Riceviamo e volentieri pubblichiamo l’intervento di Chiara Nicolosi all’assemblea annuale di Donne in Campo Lombardia, tenutasi il 3 dicembre 2024 presso lo spazio socioculturale La Stecca di Milano e intitolata “Le donne rurali coltivano la pace”.

Donne in Campo ha messo al centro della sua assemblea il tema della pace e per affrontarlo oggi è necessario anche partire dalla guerra e dalle guerre in atto.
La violenza della guerra si abbatte in primo luogo sugli esseri umani, distrugge abitazioni, infrastrutture ed edifici pubblici (scuole, ospedali, università, chiese, moschee, biblioteche e molto altro), il patrimonio culturale e artistico di un luogo e anche l’agricoltura e i suoi paesaggi e con essi la fonte di sussistenza, ma anche le radici culturali di una popolazione.
Pensando a Gaza da molte organizzazioni, dalla stessa Relatrice Speciale Onu per i territori palestinesi Francesca Albanese e recentemente da Amnesty International è stato messo in evidenza anche il dramma legato alla distruzione dell’agricoltura, un vero e proprio “ecocidio” ( rapporto dell’ong al- Mezan Internazionale 22/10/2024 ).

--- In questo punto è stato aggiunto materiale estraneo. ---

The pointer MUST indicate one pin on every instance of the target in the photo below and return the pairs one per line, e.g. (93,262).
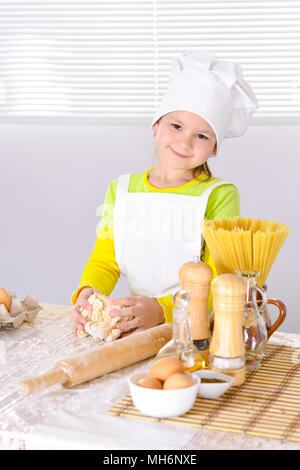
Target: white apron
(154,235)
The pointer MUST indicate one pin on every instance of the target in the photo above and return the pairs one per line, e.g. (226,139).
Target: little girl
(150,223)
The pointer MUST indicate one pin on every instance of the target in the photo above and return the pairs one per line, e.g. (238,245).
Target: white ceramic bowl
(213,390)
(162,403)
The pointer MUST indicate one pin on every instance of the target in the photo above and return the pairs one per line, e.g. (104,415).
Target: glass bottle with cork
(181,345)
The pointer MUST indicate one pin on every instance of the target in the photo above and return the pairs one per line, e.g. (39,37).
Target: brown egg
(149,382)
(5,298)
(177,381)
(165,367)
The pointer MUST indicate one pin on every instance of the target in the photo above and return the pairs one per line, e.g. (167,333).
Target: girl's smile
(178,154)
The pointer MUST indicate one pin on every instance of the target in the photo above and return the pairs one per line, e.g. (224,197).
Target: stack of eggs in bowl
(164,391)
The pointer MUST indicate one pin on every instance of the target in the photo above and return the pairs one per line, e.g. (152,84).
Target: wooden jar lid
(229,285)
(198,273)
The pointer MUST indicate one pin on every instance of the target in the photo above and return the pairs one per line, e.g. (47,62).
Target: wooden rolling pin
(102,359)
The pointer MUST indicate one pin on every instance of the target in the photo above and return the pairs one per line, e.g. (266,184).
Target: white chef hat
(213,89)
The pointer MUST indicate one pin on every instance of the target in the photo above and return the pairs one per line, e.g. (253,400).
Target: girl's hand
(146,313)
(77,320)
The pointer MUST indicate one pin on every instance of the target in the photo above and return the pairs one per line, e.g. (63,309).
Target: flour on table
(99,323)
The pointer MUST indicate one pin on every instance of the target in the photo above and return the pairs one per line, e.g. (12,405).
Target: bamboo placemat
(267,404)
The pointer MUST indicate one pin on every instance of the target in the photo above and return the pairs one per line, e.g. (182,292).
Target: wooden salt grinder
(227,343)
(195,278)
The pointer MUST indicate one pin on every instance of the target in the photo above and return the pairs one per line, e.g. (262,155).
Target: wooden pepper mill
(195,278)
(227,350)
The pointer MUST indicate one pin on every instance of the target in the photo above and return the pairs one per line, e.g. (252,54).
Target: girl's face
(184,140)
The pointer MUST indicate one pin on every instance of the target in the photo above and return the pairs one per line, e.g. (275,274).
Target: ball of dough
(100,325)
(164,367)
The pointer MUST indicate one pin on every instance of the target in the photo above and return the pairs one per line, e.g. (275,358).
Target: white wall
(54,176)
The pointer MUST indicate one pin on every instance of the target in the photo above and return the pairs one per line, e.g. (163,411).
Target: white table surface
(76,418)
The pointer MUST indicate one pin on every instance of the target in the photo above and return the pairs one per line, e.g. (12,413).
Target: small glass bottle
(254,326)
(181,345)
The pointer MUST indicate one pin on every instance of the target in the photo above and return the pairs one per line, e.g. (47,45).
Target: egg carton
(20,310)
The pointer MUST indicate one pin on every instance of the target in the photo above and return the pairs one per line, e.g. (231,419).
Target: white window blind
(109,59)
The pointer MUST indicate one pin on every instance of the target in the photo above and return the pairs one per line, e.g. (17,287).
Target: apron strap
(204,199)
(123,183)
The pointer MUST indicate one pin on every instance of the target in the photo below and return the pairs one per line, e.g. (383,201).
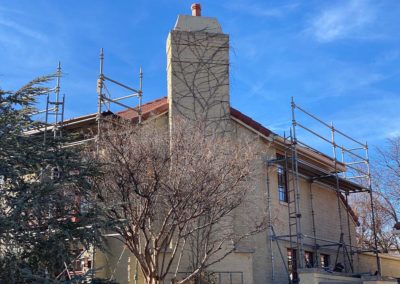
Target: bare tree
(386,197)
(166,189)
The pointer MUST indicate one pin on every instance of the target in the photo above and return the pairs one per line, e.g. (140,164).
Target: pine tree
(42,189)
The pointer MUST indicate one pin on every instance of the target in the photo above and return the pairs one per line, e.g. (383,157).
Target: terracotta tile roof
(149,109)
(160,105)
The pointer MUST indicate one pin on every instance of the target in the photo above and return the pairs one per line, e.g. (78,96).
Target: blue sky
(339,59)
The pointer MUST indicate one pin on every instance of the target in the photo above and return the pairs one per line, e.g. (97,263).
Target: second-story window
(282,184)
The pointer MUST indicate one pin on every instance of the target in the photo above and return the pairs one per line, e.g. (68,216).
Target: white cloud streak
(339,22)
(22,30)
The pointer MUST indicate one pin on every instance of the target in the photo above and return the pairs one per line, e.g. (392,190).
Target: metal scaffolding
(54,109)
(350,175)
(104,98)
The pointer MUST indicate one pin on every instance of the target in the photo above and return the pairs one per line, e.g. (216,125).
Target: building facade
(311,227)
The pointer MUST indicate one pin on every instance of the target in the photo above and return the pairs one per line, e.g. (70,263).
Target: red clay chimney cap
(196,9)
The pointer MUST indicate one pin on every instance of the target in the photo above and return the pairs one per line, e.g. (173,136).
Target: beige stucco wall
(390,265)
(258,259)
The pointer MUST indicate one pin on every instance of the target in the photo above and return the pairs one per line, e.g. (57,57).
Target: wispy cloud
(344,21)
(23,30)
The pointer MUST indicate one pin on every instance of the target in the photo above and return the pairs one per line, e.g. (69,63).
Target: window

Si parla di circa il 45% del territorio in questa piccola striscia di terra sovrappopolata, dove oggi non è possibile neppure portare dei semi.
Anche in Cisgiordania l’agricoltura è al centro del conflitto (impossibilità di raccogliere i prodotti per i numerosi posti di blocco, difficoltà nell’utilizzo dell’acqua, taglio degli ulivi), i nuovi edifici illegali avanzano e si distruggono l’agricoltura e i suoi paesaggi, un patrimonio culturale non solo per coloro che vivono in quei luoghi, ma anche per le nostre tradizioni (“i paesaggi della Terra Santa“).
Il grande valore culturale e storico del paesaggio agricolo per questi luoghi (dalla coltivazione degli agrumi e degli alberi da frutto agli uliveti ) è messo in risalto anche dal libro di Paola Caridi “ Il gelso di Gerusalemme“.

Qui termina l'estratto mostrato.